Yesterday was a windy chilly day in Venice. I was walking block after block without knowing where to, I just found new alleys, new little roads and it was all so quiet, I was alone, I did not see or hear anyone else. And then it suddenly hit me again and I love when it happens: I’m so fortunate, I’m so lucky, so happy. I realized once again how I have everything I desire and I feel at peace. And feeling that way even though I just like everyone else has issues and problems and concerns, well, I felt proud. I felt so proud of being able to stay focused on my priorities. And that I know my priorities.
When I find this mental state, and they do come more and more often since I practice bringing it to my mind, there is nothing that can stop or push me off my path. I feel empowered. And finding that power within myself and not from praying to some higher force or god makes me realize that yes, I can accomplish anything I want.
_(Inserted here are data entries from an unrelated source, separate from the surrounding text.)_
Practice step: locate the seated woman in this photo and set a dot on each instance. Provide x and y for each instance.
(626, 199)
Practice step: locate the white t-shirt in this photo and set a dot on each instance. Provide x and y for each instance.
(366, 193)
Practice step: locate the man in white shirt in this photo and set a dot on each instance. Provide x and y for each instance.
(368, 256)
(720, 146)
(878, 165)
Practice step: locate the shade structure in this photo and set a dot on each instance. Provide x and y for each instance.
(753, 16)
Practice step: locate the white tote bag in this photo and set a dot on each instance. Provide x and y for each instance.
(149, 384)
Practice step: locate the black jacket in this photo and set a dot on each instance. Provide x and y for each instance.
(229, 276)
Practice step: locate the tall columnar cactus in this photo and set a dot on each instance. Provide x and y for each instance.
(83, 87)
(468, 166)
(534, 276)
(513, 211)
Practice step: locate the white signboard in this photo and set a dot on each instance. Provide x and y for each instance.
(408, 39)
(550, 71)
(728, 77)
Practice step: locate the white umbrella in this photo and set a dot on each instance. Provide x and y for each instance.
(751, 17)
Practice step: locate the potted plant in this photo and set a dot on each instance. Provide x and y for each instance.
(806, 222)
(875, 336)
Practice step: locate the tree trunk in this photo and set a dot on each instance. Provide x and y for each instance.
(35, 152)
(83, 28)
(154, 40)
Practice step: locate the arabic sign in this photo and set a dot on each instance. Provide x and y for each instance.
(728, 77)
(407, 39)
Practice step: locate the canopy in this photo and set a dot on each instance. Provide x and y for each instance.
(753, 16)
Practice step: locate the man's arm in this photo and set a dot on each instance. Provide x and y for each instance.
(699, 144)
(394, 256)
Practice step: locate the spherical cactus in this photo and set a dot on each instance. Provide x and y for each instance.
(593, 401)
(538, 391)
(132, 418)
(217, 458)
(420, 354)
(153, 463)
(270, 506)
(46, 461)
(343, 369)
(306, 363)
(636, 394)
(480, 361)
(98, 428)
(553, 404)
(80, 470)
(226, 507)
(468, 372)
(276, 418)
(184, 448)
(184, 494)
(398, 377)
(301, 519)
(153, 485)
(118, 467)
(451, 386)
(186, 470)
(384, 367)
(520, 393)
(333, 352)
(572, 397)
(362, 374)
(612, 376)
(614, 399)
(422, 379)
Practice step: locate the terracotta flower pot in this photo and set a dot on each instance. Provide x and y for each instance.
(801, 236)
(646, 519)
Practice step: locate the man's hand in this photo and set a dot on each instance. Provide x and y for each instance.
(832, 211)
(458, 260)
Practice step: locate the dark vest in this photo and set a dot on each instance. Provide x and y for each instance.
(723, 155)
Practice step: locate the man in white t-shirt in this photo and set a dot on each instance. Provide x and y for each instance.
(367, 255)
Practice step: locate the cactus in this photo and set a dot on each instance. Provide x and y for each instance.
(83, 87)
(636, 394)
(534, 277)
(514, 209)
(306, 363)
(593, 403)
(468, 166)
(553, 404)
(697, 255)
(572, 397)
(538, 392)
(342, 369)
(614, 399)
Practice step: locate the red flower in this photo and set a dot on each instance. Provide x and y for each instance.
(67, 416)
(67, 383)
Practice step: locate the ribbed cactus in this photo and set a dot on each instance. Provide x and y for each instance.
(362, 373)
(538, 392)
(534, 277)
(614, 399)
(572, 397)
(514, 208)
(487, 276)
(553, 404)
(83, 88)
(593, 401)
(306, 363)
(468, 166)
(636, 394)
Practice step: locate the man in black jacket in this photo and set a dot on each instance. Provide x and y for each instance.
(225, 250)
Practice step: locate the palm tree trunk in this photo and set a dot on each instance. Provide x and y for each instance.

If I do ultimately does not really matter, but believing so is.
I’ve made it my number one priority in life to be happy and content. It’s the hardest task one can master because it takes constant practice. Day in and day out. But, wait a minute, that I do already, I do as I do because I practice to be disciplined and patient. Once again, I get goose bumps when I see what my life brings to me and what things leads to. I always knew I was going somewhere unknown, I worked to get there, and now it’s all coming together. I reached a new level.